O cenário é a Boêmia do século XV, invadida após a morte de Charles IV e a ascensão de seu filho, Wenceslas, que não consegue defender a supremacia da Boêmia das intenções gananciosas e expansionistas de Sigismund Raposa Vermelha, rei da Hungria. Com um grande exército reunido, Sigismund invade diversos locais na Boêmia, e neste momento começa a aventura. Skalitz, a cidade em que vive o protagonista Henry, é invadida, deixando nosso herói fraco, sem recursos, sem seu local de origem e sedento por tomar tudo lhe foi tirado.

Os combates são intensos e difíceis

O jogo é todo em primeira pessoa e não é possível trocar a perspectiva do jogador, o que pode decepcionar fãs de outras franquias de RPG acostumados com essa alternativa. Como já é esperado em todo RPG, há uma série de habilidades que são aprimoradas ao longo da jornada de Henry. O aprimoramento acontece com a prática dessas habilidades, por exemplo, quanto mais você andar maior será seu vigor. Há também diálogos interativos em que o convencimento é a chave do sucesso para conseguir informações valiosas e seguir com a aventura.

O jogo apresenta uma complexa mecânica de lockpicking, pickpocket, entre outros elementos comuns em RPGs com o intuito de aumentar a imersão do jogador nesse cenário. Comer, dormir, coletar alimentos, todas as tarefas são pensadas para acontecerem como no mundo real e impactam diretamente o gameplay, como, por exemplo, se você não descansar, o personagem pode ficar fraco e desorientado, com a visão turva, atrapalhado consideravelmente o andamento da aventura. E não para por aí! A comida estraga se não for consumida em determinado período, o protagonista apresenta grandes dificuldades em conseguir dinheiro e ser um fora da lei passa longe de ser uma opção, pois trará muitas consequências negativas, como a prisão. Tudo no jogo é um grande desafio porque o objetivo é que você se sinta o mais humano possível dentro do cenário apresentado. Quests, combates, cura… Todos os aspectos imagináveis no jogo apresentarão um grande fator de dificuldade. Inclusive salvar o jogo, que não pode ser realizado a qualquer momento, exigindo um item específico, raro de encontrar e, consequentemente, caro para comprar.

Tão bonito e tão vazio…

Particularmente dois fatores resultaram em certa frustração com o game, mas especificamente o lockpicking e o pickpocket. Ambos são mecânicas que deveriam contribuir para o avanço do jogador, mas na verdade acabam tornando as tarefas forçadas e pouco motivadoras. A dificuldade em arrombar fechaduras é muito grande, exigindo itens frágeis para o manuseio e apresentando minigames pouco intuitivos. Por sorte (ou bom senso), o jogo não te obriga a fazer essa tarefa sempre. Os problemas com o pickpocket são também muito frustrantes, pois a sensação que temos é que o sucesso da tarefa depende mais de sorte do que necessariamente de habilidade.
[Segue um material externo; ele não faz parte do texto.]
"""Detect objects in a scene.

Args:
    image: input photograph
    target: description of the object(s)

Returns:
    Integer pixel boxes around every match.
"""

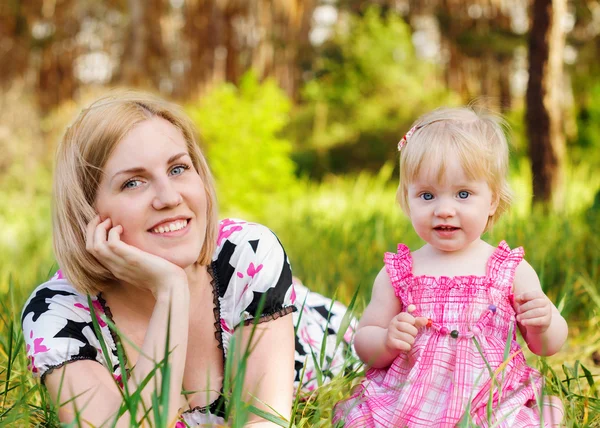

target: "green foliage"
[576,81,600,157]
[188,72,296,217]
[289,7,458,176]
Apesar dos pontos negativos levantados, é preciso destacar os aspectos positivos, entre eles o sistema de relacionamento do jogo. Para conquistar uma garota, é preciso cortejá-la e agradá-la para criar um vínculo afetivo. Pense nos romances românticos que resgatam a Idade Média, a idealização do herói e da dama. É preciso todo esse encanto na conquista, o que aumenta a sensação de realidade e alcança o objetivo ao qual o jogo se propôs.

Com relação ao combate, Kingdom Come apresenta um grande desafio. Todos os embates podem significar a morte de Henry, ora pelas skill estarem baixas para o enfrentamento de determinados oponentes, ora pela falta de domínio da mecânica. É possível escolher o lado em que o protagonista se defenderá, atacará, qual tipo de ataque será escolhido e a intensidade desse ataque, mais uma vez um fator pensado para aumentar a realidade do jogo. Por isso, tome cuidado com os combates que travará, pois enfrentar vários oponentes ao mesmo tempo é bem complicado e, mesmo enfrentando somente um inimigo, é bem comum levar uma boa sova.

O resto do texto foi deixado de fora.